Rebel leaders, meanwhile, made first moves to set up a new government in the capital. During Libya’s six-month civil war, opposition leaders had established their interim administration, the National Transitional Council, in the eastern city of Benghazi, which fell under rebel control shortly after the outbreak of widespread anti-regime protests in February.
“Members of the council are now moving one by one from Benghazi to Tripoli,” said Mansour Seyf al-Nasr, the Libyan opposition’s new ambassador to France.

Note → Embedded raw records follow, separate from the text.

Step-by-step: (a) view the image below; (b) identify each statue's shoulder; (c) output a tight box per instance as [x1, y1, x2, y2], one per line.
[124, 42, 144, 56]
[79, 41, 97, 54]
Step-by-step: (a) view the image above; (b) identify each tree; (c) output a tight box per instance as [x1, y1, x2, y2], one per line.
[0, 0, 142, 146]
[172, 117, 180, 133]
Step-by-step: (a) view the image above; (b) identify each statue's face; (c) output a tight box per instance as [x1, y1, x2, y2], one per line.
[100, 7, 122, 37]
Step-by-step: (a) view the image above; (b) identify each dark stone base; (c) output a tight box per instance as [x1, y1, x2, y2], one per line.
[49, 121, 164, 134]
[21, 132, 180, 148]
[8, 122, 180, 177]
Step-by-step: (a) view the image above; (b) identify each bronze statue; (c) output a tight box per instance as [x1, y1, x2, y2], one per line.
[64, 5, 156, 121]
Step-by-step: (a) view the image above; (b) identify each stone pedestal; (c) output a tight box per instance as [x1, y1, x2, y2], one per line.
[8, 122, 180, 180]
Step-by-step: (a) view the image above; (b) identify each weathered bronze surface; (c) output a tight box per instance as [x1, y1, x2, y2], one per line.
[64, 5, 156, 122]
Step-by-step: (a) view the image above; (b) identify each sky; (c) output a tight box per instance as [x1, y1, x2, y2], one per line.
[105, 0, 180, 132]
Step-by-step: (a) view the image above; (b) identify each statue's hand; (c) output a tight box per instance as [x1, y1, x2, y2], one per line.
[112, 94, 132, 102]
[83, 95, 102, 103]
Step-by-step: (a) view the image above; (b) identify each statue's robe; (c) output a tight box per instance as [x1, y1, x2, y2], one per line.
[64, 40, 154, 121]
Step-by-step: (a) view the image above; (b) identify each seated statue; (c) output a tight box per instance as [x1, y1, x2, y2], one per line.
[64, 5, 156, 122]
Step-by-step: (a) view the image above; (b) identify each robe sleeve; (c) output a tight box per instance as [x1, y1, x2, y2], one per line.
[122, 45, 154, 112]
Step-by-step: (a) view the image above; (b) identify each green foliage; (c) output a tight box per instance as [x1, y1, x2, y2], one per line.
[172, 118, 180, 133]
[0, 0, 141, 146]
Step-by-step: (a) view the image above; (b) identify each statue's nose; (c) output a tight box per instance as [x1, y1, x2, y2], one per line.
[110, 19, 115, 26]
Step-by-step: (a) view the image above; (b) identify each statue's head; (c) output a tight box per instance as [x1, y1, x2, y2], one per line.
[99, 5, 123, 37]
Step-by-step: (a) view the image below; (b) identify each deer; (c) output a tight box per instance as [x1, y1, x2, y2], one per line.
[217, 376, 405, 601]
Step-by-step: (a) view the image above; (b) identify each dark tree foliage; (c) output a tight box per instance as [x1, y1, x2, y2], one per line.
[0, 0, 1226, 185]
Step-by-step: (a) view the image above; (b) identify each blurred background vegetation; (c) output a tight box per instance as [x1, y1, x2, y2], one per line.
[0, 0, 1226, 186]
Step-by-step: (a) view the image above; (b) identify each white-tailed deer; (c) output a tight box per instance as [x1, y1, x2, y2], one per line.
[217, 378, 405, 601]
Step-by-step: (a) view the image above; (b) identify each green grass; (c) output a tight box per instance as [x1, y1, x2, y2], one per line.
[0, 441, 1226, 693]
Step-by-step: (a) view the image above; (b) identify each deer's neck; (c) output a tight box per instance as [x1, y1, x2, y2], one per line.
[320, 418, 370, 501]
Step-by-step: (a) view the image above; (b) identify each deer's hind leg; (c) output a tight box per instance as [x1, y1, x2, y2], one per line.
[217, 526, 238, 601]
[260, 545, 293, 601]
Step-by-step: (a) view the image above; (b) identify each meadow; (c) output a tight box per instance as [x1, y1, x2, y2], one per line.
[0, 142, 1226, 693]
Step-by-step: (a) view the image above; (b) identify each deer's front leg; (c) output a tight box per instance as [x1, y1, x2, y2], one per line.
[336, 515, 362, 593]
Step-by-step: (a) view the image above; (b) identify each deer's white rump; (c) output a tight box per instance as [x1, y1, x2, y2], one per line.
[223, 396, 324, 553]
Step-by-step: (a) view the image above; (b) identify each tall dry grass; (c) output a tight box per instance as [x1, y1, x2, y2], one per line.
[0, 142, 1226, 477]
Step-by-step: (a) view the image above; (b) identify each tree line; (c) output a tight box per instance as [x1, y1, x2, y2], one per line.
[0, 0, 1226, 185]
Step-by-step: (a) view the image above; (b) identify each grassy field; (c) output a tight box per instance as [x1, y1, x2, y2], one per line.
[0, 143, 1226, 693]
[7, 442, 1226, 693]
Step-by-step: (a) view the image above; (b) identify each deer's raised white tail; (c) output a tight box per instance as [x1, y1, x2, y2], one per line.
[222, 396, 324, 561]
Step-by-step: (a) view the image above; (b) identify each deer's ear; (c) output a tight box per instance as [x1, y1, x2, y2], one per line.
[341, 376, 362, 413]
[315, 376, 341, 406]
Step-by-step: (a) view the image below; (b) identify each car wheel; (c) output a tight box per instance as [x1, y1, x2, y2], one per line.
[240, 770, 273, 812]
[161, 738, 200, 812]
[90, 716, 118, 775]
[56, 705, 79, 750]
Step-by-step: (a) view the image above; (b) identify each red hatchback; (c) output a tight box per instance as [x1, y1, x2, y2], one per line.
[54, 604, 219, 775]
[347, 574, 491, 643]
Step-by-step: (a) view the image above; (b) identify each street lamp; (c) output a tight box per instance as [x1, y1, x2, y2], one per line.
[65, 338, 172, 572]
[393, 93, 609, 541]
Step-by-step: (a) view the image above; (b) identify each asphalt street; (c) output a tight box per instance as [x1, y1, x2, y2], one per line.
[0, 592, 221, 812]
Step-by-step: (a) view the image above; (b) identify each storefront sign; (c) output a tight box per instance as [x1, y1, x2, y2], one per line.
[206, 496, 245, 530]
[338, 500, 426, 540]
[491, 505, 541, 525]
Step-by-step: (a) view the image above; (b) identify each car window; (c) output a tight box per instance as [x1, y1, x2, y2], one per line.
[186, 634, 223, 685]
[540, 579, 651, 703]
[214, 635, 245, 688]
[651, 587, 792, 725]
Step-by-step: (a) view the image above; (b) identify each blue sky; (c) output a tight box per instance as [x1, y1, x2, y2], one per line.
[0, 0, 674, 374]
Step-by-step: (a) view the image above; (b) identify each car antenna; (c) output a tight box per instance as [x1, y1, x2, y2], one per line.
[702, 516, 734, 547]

A rebel leader, Mahmoud Jibril, was to meet later Wednesday with French President Nicholas Sarkozy, one of the earliest and staunchest supporters of the Libyan opposition, along with British Prime Minister David Cameron.
In London, British Foreign Secretary William Hague said it was clear Gadhafi had lost control of the majority of the Libyan capital and that this served as a “fundamental and decisive rejection” of the tyrant’s regime.
Hague called on Gadhafi to “stop issuing delusional statements.”